The HR team also uses ChatGPT for communicating and engaging with its 1,400 employees around the world. For example, the company is launching a learning management system, so ChatGPT can generate different ideas on how to communicate to better resonate with employees, she says.

But the 25-year HR veteran, who has worked for Raytheon, SolarWinds and other high-profile firms, still grapples with potentially sacrificing human interaction and personalization for the sake of efficiency.

“There’s a muscle we develop as humans for creativity and writing,” Lucas says. “What’s going to happen to that muscle the more we use ChatGPT? Are we going to let it atrophy by relying on this tech to do it for us?”

Sweetwater keeps ‘firm emphasis on human element’

Meanwhile, Sweetwater, a Fort Wayne, IN-based music technology and instrument retailer with 2,600 employees, has no plans to incorporate ChatGPT or any other AI-enabled technology into the HR function.

“Our focus has been to keep a firm emphasis on the human element,” Jeff Ostermann, chief people officer at Sweetwater, told HRD via video.

“Whereas some companies have moved toward AI-assisted technologies for things like vetting resumes, we still put a human being behind that.
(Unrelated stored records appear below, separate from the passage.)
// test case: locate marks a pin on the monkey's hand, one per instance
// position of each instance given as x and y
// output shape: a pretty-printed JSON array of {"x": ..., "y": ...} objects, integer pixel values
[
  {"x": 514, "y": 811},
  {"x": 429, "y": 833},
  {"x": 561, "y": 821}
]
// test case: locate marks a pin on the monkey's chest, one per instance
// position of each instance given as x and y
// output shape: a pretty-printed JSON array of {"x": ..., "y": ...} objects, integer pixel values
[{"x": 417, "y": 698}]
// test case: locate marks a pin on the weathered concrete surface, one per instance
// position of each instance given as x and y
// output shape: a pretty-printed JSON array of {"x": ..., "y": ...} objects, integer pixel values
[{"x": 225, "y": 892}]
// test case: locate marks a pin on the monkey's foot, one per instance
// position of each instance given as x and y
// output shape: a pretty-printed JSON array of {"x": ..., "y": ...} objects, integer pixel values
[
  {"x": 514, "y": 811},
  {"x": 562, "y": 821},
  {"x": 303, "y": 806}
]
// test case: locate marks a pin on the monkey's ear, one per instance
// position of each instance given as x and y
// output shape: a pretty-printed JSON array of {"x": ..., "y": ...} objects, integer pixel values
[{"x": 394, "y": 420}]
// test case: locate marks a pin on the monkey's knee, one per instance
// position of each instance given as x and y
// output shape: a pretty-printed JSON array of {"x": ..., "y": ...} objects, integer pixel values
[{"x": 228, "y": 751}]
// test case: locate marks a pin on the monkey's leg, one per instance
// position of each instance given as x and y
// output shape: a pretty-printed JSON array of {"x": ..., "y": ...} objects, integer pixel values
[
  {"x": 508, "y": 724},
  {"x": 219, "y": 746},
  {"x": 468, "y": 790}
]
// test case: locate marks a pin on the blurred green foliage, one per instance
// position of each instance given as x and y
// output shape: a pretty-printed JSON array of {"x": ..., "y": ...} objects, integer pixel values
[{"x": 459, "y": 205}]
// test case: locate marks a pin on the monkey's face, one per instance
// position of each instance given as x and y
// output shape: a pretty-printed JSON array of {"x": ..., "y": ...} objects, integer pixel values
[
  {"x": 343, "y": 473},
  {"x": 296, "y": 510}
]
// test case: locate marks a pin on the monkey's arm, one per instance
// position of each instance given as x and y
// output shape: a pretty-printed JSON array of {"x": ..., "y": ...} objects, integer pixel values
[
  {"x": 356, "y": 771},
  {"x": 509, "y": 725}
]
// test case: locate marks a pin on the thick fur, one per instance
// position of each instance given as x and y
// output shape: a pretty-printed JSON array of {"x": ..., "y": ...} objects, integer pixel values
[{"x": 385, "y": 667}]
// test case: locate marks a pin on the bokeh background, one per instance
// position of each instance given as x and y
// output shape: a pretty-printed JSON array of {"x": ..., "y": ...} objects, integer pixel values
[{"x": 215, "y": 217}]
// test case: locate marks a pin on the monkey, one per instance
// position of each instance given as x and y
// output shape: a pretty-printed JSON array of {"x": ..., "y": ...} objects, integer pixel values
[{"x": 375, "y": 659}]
Our whole business model was built on a customer-centric approach, and we’ve taken that same philosophy and woven that into how we treat our employees and applicants.”

While Ostermann understands the benefit of ChatGPT in making processes more efficient, such as writing job descriptions, he says Sweetwater isn’t ready to ditch its human-centered approach, which is integral to the company’s brand.

“There’s a certain level of nuance into how we write our job descriptions and we don’t necessarily want them to feel robotic,” says Ostermann, who has spent more than a decade at Sweetwater.

“There are a lot of candidates who want to deal with human beings who care about them, their experiences and the unique insights they bring to their role in the organization. Once candidates realize through their own investigation that you’re approaching them through AI as opposed to a human being, that can impact the feeling around an employer’s brand.”